Cassar’s critique extends beyond his personal situation to the broader healthcare system. While acknowledging Malta’s many skilled doctors, he identifies systemic inefficiencies that force patients to wait months or years for attention to symptoms requiring urgent intervention.
“Why do you let a person suffer?” he asks. “Maybe you are not going to cure him, but help him. Or tell him, even if you talk to him like a human being, tell him ‘I don’t think this medicine will help you, let’s get something else, or let’s send you for this test.’ You don’t tell him ‘no you won’t take this.’”
His case raises uncomfortable questions about healthcare rationing and compassionate access. When standard categories fail to accommodate a patient’s needs, how should authorities respond? Cassar’s situation suggests the system lacks mechanisms for exceptional cases—precisely the scenarios where bureaucratic flexibility matters most.

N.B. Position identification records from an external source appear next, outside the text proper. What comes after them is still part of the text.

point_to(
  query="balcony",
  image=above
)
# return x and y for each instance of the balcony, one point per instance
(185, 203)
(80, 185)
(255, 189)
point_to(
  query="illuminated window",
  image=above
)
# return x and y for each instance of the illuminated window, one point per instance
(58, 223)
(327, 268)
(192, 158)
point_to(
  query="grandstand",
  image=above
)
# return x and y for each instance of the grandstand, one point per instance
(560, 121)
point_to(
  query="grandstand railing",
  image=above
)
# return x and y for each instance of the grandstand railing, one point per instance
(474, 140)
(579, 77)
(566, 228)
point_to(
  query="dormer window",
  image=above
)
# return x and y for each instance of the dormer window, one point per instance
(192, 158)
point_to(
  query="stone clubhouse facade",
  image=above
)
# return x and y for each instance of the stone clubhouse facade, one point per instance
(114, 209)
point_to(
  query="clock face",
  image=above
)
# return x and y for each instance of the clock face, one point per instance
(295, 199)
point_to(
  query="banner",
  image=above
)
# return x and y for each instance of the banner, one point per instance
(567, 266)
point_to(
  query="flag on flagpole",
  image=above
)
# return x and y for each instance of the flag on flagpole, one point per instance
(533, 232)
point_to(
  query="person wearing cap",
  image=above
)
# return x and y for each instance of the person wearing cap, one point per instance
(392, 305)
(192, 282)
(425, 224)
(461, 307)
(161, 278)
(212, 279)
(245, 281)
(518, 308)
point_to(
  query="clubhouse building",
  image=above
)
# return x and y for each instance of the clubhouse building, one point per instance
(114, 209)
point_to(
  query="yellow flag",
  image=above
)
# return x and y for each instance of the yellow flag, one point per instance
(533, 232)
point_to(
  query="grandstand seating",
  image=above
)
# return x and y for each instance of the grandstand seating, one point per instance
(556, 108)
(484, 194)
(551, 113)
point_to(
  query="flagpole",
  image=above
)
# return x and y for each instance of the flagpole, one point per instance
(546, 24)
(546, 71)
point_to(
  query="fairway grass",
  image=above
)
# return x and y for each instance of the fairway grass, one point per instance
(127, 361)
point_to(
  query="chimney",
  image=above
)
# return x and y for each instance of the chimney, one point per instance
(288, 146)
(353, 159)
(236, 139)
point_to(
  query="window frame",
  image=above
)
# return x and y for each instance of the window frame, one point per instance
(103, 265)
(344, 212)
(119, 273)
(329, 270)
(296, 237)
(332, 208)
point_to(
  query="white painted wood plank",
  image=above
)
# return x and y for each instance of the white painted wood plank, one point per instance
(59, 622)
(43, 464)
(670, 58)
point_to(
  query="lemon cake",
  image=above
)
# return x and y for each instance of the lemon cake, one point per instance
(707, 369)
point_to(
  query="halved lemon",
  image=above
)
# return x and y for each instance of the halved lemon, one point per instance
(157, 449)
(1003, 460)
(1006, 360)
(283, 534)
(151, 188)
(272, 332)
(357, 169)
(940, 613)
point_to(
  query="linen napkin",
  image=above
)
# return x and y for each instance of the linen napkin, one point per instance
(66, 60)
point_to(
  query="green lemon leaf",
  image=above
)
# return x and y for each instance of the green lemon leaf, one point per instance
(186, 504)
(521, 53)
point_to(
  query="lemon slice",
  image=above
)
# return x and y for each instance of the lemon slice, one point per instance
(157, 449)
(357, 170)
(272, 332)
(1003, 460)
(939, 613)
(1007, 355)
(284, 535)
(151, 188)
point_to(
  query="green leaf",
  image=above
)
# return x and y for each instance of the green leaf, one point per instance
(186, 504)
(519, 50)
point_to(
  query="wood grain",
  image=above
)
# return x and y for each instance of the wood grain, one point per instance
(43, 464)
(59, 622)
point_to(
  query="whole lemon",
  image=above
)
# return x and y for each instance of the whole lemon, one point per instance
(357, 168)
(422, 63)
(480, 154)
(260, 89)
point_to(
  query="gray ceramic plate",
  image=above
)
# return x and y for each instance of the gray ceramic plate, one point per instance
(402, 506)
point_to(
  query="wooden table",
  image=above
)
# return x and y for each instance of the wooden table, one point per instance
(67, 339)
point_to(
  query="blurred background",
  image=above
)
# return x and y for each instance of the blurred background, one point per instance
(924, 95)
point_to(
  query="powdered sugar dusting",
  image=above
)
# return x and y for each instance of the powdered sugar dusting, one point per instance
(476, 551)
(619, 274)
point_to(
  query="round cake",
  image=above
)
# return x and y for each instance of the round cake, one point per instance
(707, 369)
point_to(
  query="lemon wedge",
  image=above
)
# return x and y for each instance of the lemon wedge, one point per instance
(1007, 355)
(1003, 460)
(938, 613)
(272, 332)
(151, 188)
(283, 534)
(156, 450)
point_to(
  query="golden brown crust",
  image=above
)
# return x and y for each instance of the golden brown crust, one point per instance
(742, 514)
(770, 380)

The psychological impact of chronic illness emerges clearly in Cassar’s account. He acknowledges the daily struggle of waking up uncertain how he’ll feel, the sadness that bookends his days, and the constant presence of unpredictable symptoms. Yet he’s found anchors: family, fishing, and friends provide mental respite from physical torment.
His message to others facing similar struggles avoids false optimism while offering genuine insight: “I know it is difficult and I would be lying if I told you ‘and let it pass’ because to this day I still wake up sad and go to bed sad, but try to find something to mentally relax with.”
Cassar’s story illuminates a critical gap in Malta’s healthcare provision, the space between medical innovation and administrative adaptation. As rare diseases gain recognition and new treatments emerge, healthcare systems must evolve beyond rigid categorical thinking. The alternative risks leaving patients like Cassar stranded between hope and bureaucracy, watching effective treatments remain tantalizingly out of reach.
The question his case poses is ultimately about values: in a system designed to serve the many, how do we ensure the few aren’t forgotten? For Cassar, the answer seems disappointingly clear. Despite proving a treatment works, despite public support, despite medical need, the response remains unchanged: “Sorry, you can’t have this medicine.”